And we mean well, in going to this mask;
But 'tis no wit to go.
Why, may one ask?
I dreamt a dream to-night.
And so did I.
Well, what was yours?
That dreamers often lie.
In bed asleep, while they do dream things true.
O, then, I see Queen Mab hath been with you.
She is the fairies' midwife; and she comes
In shape no bigger than an agate-stone
On the fore-finger of an alderman,
Drawn with a team of little atomies
Athwart men's noses as they lie asleep:
Her waggon-spokes made of long spinners' legs;
The cover, of the wings of grasshoppers;
The traces, of the smallest spider's web;
The collars, of the moonshine's watery beams;
Her whip, of cricket's bone; the lash, of film;
Her waggoner, a small grey-coated gnat,
Not half so big as a round little worm
Prick'd from the lazy finger of a maid:
Her chariot is an empty hazel-nut,
Made by the joiner squirrel or old grub,
Time out o' mind the fairies' coachmakers.
And in this state she gallops night by night
Through lovers' brains, and then they dream of love;
O'er courtiers' knees, that dream on court'sies straight;
O'er lawyers' fingers, who straight dream on fees;
O'er ladies' lips, who straight on kisses dream, —
Which oft the angry Mab with blisters plagues,
Because their breaths with sweetmeats tainted are:
Sometime she gallops o'er a courtier's nose,
And then dreams he of smelling out a suit;
And sometime comes she with a tithe-pig's tail,
Tickling a parson's nose as 'a lies asleep,
Then dreams he of another benefice:
Sometime she driveth o'er a soldier's neck,
And then dreams he of cutting foreign throats,
Of breaches, ambuscadoes, Spanish blades,
Of healths five fathom deep; and then anon
Drums in his ear, at which he starts and wakes;
And, being thus frighted, swears a prayer or two,
And sleeps again.
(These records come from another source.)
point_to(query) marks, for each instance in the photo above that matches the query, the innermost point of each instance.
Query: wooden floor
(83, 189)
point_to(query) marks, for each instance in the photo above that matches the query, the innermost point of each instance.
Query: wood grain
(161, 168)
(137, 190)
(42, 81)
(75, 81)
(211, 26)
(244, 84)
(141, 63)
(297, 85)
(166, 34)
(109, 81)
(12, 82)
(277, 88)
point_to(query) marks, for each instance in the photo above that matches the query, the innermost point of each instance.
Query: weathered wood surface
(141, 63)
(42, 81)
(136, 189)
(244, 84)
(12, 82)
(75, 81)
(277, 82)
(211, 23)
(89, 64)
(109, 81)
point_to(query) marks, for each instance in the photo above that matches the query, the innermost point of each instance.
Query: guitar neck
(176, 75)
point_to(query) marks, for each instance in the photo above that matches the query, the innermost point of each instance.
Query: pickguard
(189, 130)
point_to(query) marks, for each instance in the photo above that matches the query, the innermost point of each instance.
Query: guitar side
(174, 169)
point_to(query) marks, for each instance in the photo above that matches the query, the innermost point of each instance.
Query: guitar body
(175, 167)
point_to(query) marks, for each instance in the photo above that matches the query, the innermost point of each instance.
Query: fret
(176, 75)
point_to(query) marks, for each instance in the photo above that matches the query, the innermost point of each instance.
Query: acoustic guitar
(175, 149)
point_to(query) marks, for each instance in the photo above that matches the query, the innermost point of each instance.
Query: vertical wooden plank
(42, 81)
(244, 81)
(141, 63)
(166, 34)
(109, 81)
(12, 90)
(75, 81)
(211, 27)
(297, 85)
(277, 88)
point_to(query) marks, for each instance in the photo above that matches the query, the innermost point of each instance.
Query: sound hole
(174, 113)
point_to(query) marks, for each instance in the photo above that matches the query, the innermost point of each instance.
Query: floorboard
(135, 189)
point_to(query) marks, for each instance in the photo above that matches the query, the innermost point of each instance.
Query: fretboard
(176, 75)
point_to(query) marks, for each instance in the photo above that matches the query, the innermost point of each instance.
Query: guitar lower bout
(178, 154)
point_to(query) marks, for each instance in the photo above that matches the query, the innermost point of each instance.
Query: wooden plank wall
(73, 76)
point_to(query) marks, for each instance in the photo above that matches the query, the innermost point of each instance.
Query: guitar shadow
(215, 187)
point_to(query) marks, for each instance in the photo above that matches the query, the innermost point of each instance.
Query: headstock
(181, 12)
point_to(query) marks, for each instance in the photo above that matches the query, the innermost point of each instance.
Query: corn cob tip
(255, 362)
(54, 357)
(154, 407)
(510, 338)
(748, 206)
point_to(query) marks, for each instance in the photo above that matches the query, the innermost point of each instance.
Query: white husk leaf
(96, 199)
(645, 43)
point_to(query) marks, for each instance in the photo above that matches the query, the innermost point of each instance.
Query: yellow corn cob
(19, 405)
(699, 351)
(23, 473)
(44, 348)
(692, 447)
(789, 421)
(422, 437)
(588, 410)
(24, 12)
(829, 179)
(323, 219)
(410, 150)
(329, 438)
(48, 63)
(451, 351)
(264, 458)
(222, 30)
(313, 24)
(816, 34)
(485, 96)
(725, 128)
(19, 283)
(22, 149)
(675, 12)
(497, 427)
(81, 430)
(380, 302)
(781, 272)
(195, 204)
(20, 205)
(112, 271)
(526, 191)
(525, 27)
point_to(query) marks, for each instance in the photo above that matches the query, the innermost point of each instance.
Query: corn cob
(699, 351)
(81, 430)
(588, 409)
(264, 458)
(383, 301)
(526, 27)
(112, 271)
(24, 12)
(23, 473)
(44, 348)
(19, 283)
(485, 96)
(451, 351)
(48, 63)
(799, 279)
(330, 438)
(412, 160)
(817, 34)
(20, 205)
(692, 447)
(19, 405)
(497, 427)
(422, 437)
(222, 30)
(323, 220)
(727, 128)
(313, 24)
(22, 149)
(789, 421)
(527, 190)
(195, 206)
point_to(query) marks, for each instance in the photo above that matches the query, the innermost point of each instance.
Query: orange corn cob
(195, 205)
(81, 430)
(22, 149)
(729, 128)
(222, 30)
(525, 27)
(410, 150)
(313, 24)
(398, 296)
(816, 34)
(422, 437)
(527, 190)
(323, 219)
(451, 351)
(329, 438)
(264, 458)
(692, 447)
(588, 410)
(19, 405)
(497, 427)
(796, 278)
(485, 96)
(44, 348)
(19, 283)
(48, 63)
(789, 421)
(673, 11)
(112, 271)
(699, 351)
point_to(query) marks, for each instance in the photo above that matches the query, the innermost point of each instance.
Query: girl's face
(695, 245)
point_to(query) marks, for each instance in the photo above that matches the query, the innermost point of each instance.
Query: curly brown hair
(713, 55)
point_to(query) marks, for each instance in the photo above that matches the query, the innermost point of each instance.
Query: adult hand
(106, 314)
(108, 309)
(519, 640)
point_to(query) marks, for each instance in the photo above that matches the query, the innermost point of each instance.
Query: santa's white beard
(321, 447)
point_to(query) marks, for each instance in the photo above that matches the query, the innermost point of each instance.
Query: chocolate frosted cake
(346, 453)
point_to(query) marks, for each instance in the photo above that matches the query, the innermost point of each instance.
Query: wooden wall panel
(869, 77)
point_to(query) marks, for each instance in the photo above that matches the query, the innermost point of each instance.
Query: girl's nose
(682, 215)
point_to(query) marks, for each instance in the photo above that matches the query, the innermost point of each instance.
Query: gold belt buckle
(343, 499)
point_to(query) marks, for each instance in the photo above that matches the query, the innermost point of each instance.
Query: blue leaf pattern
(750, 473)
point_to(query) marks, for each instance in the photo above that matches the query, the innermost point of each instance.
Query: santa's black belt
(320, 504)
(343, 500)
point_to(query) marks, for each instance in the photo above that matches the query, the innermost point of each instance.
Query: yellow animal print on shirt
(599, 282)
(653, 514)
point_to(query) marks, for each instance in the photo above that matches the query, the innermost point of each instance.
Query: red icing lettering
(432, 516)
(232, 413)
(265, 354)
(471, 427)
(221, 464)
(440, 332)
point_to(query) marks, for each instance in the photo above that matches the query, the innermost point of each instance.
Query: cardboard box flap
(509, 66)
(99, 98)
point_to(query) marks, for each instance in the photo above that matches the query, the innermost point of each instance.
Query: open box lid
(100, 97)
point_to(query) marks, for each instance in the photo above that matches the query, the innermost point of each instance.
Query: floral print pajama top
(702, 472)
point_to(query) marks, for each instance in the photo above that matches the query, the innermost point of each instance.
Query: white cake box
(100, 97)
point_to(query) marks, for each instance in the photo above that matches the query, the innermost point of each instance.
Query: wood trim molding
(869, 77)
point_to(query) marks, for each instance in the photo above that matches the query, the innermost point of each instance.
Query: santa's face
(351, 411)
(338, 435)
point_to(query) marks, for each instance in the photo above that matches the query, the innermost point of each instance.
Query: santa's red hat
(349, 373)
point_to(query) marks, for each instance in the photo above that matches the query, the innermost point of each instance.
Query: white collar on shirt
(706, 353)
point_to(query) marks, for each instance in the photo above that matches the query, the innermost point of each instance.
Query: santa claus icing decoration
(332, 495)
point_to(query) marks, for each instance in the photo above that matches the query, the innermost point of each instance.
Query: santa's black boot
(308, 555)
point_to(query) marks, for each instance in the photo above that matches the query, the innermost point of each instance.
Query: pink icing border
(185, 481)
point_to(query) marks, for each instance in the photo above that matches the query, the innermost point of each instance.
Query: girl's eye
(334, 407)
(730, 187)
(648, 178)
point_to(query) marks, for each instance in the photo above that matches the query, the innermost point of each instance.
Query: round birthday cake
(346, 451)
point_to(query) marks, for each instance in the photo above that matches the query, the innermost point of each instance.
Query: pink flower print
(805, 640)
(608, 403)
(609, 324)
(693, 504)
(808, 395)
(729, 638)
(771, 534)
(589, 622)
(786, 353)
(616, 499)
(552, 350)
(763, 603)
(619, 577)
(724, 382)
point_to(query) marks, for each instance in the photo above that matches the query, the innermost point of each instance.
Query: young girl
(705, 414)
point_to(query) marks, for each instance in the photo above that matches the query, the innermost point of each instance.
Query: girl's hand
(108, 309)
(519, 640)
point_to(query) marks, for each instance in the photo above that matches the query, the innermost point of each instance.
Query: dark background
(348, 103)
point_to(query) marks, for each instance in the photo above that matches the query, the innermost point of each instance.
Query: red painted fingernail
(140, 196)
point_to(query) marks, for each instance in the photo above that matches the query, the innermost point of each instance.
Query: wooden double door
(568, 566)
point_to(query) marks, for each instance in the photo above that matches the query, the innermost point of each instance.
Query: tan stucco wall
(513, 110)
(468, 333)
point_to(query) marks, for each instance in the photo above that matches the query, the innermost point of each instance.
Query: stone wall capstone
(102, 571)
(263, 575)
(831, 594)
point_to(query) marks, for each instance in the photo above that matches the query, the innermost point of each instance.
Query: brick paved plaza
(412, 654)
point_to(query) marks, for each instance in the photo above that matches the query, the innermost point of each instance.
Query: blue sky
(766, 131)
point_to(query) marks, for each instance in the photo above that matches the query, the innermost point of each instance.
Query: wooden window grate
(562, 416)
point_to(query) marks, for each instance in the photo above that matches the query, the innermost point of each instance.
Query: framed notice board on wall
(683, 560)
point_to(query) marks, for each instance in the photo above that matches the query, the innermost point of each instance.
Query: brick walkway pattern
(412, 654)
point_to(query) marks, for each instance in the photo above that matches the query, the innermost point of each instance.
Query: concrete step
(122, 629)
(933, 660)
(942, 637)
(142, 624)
This is that very Mab
That plats the manes of horses in the night;
And bakes the elf-locks in foul sluttish hairs,
Which, once untangled, much misfortune bodes:
This is the hag, when maids lie on their backs,
That presses them, and learns them first to bear,
Making them women of good carriage:
This is she, —
Peace, peace, Mercutio, peace,
Thou talk'st of nothing.
True, I talk of dreams,
Which are the children of an idle brain,
Begot of nothing but vain fantasy;
Which is as thin of substance as the air,
And more inconstant than the wind, who wooes
Even now the frozen bosom of the north,
And, being anger'd, puffs away from thence,
Turning his face to the dew-dropping south.
This wind you talk of blows us from ourselves:
Supper is done, and we shall come too late.
I fear, too early: for my mind misgives
Some consequence, yet hanging in the stars,
Shall bitterly begin his fearful date
With this night's revels; and expire the term
Of a despised life, clos'd in my breast,
By some vile forfeit of untimely death:
But He that hath the steerage of my course
Direct my sail! — On, lusty gentlemen!